Bien qu'appartenant à la même région, à la même génération que lui, je suis
loin a priori de partager l'univers
de référence de Lucien Suel que je connais pourtant depuis
longtemps et ai découvert au début des années 90 dans la petite galerie de
notre aujourd'hui défunt ami lillois Alain
Buyse. Je n'ai guère de passion pour la génération beat, le rock,
l'underground de façon générale, l'art du détournement, les jeux littéraires
façon Papous dans la tête … tout au plus - mais c'est loin d'être peu de choses
- partagé-je avec lui un goût prononcé des jardins, du vélo, une certaine
nostalgie des décors populaires de nos années d'enfance, une infinie prévention
contre la société de décervelage mise en place par nos institutions libérales:
le règne du tout argent, de l'objet-roi et de la fabrication de masse des
désirs prétendument singuliers. Et surtout la même exigence face à tout cela de
demeurer et de m'éprouver vivant.
Ce qui me retient du coup dans le livre de Lucien Suel ne
sont donc pas nécessairement les divers hommages qu'il peut adresser à des
auteurs tels Bukowski qui me laisseraient plutôt froids ou dont je ne sais
finalement pas grand-chose, ou de réaliser que tel texte est formé d'une longue
suite d'alineas comptant chacun le même nombre de mots à savoir 23 (!) mais
bien cette façon qu'il a, libre, inventive et toujours généreuse, d'articuler
les divers pans de son imaginaire, de faire territoire de chacun des nombreux
espaces qu'il a pu traverser, ce que ce livre par lui-même, fait de
l'assemblage de textes plus ou moins commandés, révèle plus que d'autres par
son caractère composite.
Il y a du polygraphe chez Lucien Suel que son statut de
poète reconnu et fréquemment sollicité conduit à devoir écrire assez
régulièrement à la demande. Mais si la réussite des textes ainsi produits est
par nature inégale, je ne peux m'empêcher d'y reconnaître un même fond de
jouissance conjuratoire à travailler cette large et épaisse matière de mots
pour en faire lever comme d'une pâte le sentiment que nous sommes au monde. Que
ce monde vraiment existe. Qu'il est fait de réalités concrètes - ô combien -
dont bien entendu nous ne voyons pas tout. Et qu'il nous appartient par la
grâce de notre parole et de notre imaginaire propres de lui donner les formes
dont nous avons besoin. Pour le porter en nous. Le vivre poétiquement.
L'accompagner en homme.

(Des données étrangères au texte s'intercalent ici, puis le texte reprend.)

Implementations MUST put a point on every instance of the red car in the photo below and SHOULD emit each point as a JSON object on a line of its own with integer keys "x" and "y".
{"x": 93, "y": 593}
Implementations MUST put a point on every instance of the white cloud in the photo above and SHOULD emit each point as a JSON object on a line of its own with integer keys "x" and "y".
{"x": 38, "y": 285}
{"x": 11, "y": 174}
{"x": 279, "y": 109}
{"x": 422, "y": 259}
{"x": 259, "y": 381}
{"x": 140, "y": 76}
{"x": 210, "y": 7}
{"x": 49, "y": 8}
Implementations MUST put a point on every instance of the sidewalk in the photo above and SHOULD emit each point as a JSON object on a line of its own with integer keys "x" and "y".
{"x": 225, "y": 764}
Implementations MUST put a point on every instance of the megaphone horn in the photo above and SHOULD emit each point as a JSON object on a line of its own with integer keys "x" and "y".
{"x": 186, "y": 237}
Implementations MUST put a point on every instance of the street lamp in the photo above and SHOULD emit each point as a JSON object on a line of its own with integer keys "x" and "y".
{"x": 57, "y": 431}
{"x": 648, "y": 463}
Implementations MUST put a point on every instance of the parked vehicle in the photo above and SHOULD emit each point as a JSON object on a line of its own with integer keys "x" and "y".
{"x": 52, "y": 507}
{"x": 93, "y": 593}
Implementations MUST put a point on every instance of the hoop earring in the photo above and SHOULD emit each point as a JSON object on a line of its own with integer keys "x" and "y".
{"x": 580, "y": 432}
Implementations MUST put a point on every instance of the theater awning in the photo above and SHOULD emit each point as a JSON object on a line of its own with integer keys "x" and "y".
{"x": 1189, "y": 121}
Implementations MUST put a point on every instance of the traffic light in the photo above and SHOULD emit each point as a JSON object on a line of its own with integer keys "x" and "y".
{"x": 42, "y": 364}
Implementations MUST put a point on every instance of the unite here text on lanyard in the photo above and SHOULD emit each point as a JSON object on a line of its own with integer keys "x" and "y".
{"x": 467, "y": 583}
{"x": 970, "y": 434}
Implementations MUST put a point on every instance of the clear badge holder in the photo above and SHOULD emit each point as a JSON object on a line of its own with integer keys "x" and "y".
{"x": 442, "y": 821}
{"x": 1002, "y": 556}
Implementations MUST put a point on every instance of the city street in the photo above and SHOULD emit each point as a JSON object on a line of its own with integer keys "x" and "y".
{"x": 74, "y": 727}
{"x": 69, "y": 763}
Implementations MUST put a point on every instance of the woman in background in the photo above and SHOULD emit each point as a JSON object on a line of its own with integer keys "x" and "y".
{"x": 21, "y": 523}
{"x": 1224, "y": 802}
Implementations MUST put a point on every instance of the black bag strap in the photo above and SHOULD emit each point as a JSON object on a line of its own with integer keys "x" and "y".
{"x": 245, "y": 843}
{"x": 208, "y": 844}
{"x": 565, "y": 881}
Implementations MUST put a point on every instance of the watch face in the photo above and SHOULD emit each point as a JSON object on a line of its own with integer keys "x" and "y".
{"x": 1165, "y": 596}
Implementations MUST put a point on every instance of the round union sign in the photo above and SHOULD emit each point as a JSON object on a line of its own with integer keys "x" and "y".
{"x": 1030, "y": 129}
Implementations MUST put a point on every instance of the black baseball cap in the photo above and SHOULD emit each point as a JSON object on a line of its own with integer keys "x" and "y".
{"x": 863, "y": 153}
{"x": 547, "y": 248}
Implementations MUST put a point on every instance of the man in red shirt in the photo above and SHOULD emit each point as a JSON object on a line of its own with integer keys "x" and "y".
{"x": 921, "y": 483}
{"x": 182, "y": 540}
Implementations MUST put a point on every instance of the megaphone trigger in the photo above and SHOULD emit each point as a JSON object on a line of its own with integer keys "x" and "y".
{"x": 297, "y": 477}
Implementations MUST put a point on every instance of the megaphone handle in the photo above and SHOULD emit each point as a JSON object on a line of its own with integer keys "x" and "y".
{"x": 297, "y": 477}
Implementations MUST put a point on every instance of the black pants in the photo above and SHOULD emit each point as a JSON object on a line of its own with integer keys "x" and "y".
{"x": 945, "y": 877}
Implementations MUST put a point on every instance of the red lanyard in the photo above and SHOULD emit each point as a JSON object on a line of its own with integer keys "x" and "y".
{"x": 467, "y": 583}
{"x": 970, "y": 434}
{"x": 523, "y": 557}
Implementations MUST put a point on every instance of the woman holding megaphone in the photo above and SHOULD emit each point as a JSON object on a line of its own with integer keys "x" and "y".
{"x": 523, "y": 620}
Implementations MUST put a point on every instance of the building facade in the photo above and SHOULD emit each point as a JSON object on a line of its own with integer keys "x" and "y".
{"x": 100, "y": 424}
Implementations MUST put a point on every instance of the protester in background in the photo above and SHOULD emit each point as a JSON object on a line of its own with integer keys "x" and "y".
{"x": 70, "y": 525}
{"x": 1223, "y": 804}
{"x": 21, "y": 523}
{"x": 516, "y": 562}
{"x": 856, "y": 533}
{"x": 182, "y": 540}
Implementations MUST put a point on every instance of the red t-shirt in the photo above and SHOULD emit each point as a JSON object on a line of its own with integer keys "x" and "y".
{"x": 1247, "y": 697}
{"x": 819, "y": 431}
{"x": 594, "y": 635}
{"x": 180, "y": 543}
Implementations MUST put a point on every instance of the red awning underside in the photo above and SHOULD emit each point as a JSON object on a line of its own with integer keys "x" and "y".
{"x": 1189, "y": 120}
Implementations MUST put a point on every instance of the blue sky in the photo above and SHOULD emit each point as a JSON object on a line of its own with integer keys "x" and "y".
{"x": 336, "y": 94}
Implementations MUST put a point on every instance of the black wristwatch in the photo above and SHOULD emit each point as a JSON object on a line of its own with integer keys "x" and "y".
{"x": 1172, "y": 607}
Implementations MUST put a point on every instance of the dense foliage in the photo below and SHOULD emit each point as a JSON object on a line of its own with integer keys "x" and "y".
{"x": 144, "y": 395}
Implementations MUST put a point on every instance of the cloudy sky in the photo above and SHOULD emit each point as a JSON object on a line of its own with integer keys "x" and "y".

C'est-à-dire: debout.
Et si comme l'écrit Yves Citton dans Gestes
d'humanités," c'est à travers nos gestes que nous appréhendons le
monde, parce que l'empathie nous conduit à décalquer nos gestes sur ceux
d'autrui", les gestes de parole que multiplie Lucien Suel sont de nature à
nous permettre un déconditionnement de tous ceux que quotidiennement nous
empruntons aux machines qui nous gouvernent, nous incitant alors à cette
permanente et nécessaire réinvention stylistique de notre mode particulier
d'être par laquelle, nous, poètes, nous efforçons d'empêcher que le monde
s'avilisse chaque jour davantage. En tentant d'activer des formes et des forces
qui le rendent - il faut bien - plus humain. Avec le rêve aussi, comme
l'écrivait Mallarmé dans ses Divagations, de nous percevoir simples
infiniment et pourquoi pas, juste un peu vrais, vivaces, parmi les
autres. Sur la terre.
Article publié, en 2014, sur l'ancien blog des Découvreurs.